“A Voz do Brasil” foi criada no
governo de Getúlio Vargas, entrando no ar, diariamente, desde 22 de julho de
1935. No entanto, outro foi o seu nome de batismo: “Hora do Brasil”.
O programa
radiofônico mais antigo da América do Sul teve por primeiro apresentador
ninguém menos que o inesquecível Luiz Jatobá; sua
entrada no ar era precedida pelos acordes vibrantes e inconfundíveis da
protofonia da ópera “O Guarani”, de Antônio Carlos
Gomes.
Durante o Estado
Novo, em 1938, o noticiário passou a ter veiculação obrigatória nas emissoras
de rádio do país, sempre no horário das dezenove horas.
A ditadura de 1964,
para marcar presença, modificou- lhe o nome e o conteúdo. Em 1971, por decreto
do General Médici, a “Hora do Brasil” transformou-se em “A Voz do Brasil”, nome
que é mantido até os dias de hoje, pese sua programação haver sido modificada
no regime democrático.
Nosso ensaio focará
os homens que, emprestando sonoridade à “A Voz do Brasil” , transmitiram
vida e perenidade a ela, ganhando lugar nos corações e mentes de gerações e
gerações de brasileiros: falaremos sobre o maestro e
compositor Carlos Gomes e sobre o primeiro e magistral locutor, Luiz Jatobá.

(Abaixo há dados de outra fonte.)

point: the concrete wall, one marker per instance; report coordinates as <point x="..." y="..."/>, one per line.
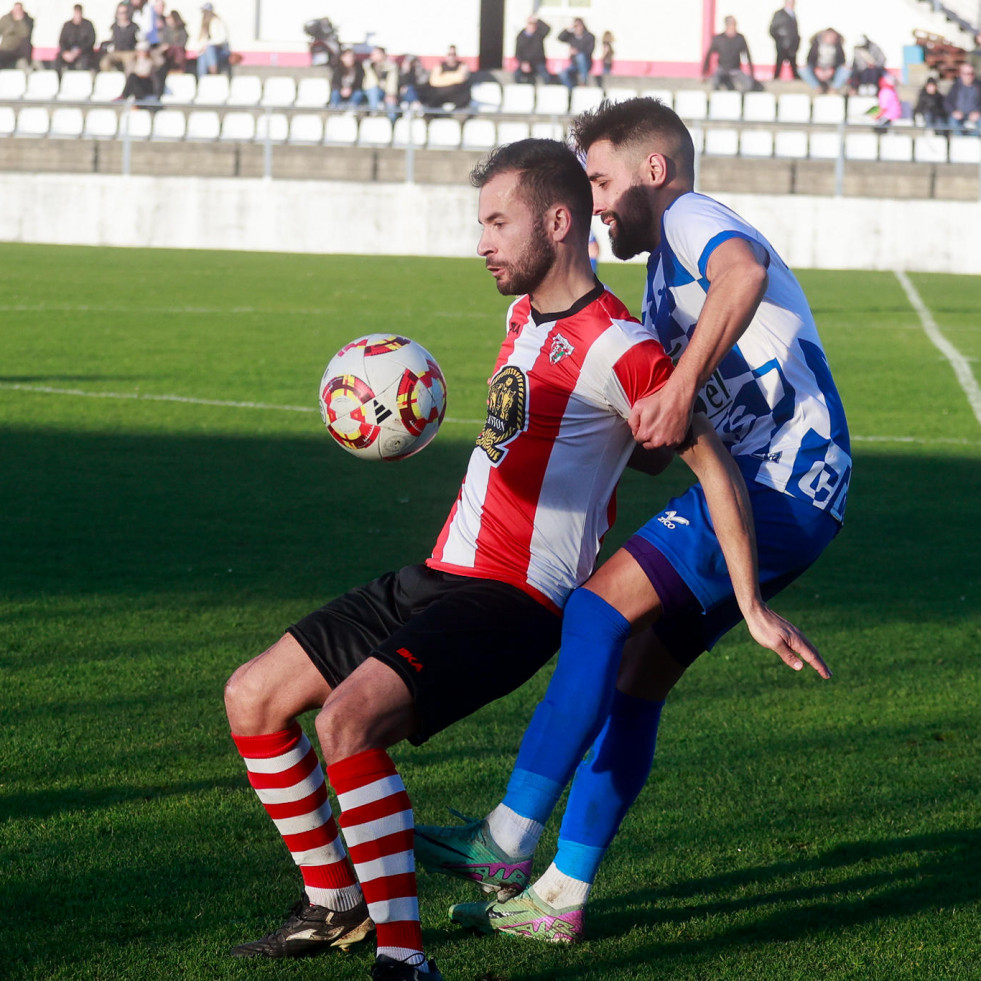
<point x="440" y="220"/>
<point x="652" y="38"/>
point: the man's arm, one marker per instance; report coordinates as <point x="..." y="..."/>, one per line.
<point x="737" y="284"/>
<point x="732" y="518"/>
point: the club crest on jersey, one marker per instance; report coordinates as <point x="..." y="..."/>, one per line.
<point x="506" y="404"/>
<point x="560" y="349"/>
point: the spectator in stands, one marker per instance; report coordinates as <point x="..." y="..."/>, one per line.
<point x="448" y="85"/>
<point x="173" y="43"/>
<point x="826" y="69"/>
<point x="529" y="51"/>
<point x="975" y="56"/>
<point x="606" y="56"/>
<point x="121" y="48"/>
<point x="730" y="48"/>
<point x="16" y="28"/>
<point x="212" y="43"/>
<point x="412" y="77"/>
<point x="144" y="15"/>
<point x="581" y="44"/>
<point x="890" y="107"/>
<point x="963" y="101"/>
<point x="930" y="109"/>
<point x="381" y="82"/>
<point x="76" y="43"/>
<point x="786" y="37"/>
<point x="347" y="82"/>
<point x="868" y="66"/>
<point x="141" y="84"/>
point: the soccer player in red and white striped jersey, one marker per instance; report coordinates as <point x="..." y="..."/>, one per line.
<point x="414" y="651"/>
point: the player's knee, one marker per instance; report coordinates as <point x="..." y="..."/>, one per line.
<point x="245" y="699"/>
<point x="342" y="734"/>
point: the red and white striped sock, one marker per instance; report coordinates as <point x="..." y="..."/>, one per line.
<point x="376" y="817"/>
<point x="285" y="772"/>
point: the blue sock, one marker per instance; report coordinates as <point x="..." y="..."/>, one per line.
<point x="578" y="700"/>
<point x="607" y="783"/>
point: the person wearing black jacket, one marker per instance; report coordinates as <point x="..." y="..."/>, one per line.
<point x="76" y="44"/>
<point x="930" y="109"/>
<point x="581" y="43"/>
<point x="730" y="48"/>
<point x="786" y="36"/>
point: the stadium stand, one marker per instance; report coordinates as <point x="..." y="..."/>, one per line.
<point x="101" y="124"/>
<point x="306" y="129"/>
<point x="691" y="104"/>
<point x="108" y="86"/>
<point x="796" y="140"/>
<point x="375" y="131"/>
<point x="169" y="124"/>
<point x="67" y="123"/>
<point x="179" y="89"/>
<point x="279" y="92"/>
<point x="32" y="121"/>
<point x="272" y="126"/>
<point x="13" y="84"/>
<point x="75" y="87"/>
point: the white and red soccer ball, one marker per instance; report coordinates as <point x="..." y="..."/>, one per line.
<point x="382" y="397"/>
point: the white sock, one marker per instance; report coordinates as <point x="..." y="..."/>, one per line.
<point x="515" y="835"/>
<point x="411" y="957"/>
<point x="560" y="890"/>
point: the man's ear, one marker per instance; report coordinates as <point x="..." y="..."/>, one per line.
<point x="558" y="222"/>
<point x="657" y="169"/>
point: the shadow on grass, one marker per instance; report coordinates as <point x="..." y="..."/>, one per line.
<point x="862" y="882"/>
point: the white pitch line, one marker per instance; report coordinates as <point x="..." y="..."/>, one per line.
<point x="188" y="400"/>
<point x="962" y="370"/>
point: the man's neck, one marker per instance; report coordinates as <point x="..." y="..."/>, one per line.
<point x="560" y="290"/>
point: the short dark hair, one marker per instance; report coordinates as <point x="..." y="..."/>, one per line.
<point x="639" y="123"/>
<point x="549" y="173"/>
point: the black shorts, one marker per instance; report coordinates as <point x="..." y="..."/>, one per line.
<point x="457" y="642"/>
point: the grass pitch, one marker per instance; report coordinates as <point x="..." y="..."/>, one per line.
<point x="169" y="503"/>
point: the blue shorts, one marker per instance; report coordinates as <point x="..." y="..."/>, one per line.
<point x="678" y="551"/>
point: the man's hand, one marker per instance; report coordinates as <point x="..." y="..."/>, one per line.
<point x="771" y="630"/>
<point x="662" y="419"/>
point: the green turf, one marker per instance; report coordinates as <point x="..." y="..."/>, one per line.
<point x="794" y="829"/>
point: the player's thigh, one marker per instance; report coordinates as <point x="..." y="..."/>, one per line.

Carlos Gomes, após conhecer a
glória, que lhe permitiu ser considerado pela crítica como o continuador de
Verdi, morreu quase na miséria, de câncer na garganta, em Belém do
Pará.
Na década de setenta,
durante a ditadura militar, Luiz Jatobá, uma
das vozes de maior prestígio no rádio e no cinema brasileiro, sofreu
perseguição política e emigrou para os EUA, até falecer, triste e solitário, em
1982. Aqueles que encarnaram a Alma e Voz do Brasil tiveram
quase um mesmo tipo de destino.
O caipira Antônio Carlos Gomes, que assinava nhô Tonico em suas
dedicatórias, nasceu em Campinas, no ano de 1836, na casa humilde de um mestre
de bandas. Destacou-se pelo estilo romântico e dramático de suas composições,
um “verismo com toques wagnerianos” como nos diria Mário de Andrade. Tornou-se,
aos trinta e cinco anos, o primeiro compositor brasileiro a reger uma de suas
obras no Teatro Scala de Milão, a imortal “Il Guarany”. Foi, sem sombra de
dúvidas, o mais importante compositor operístico brasileiro.
A vida de Carlos Gomes, entretanto, um homem simples,
verdadeiro gênio musical, foi desde o princípio marcado pela dor. Ainda
criança perdeu a mãe tragicamente assassinada. Seu pai, músico, levou uma vida
de dificuldades. É na banda do pai, que Carlos Gomes vai fazer, em conjunto com
seus irmãos, as primeiras apresentações em bailes e em concertos. O pão do
dia-a-dia, ele ganhava com o dinheiro obtido costurando calças numa
alfaiataria.
Ao completar 23 anos,
decidiu viajar ao Rio de Janeiro e matricular-se no Conservatório de Música.
Ainda costurava para manter-se; foi com a conivência de diretores da
Instituição que passou a frequentá-la irregularmente, sem pagar mensalidades.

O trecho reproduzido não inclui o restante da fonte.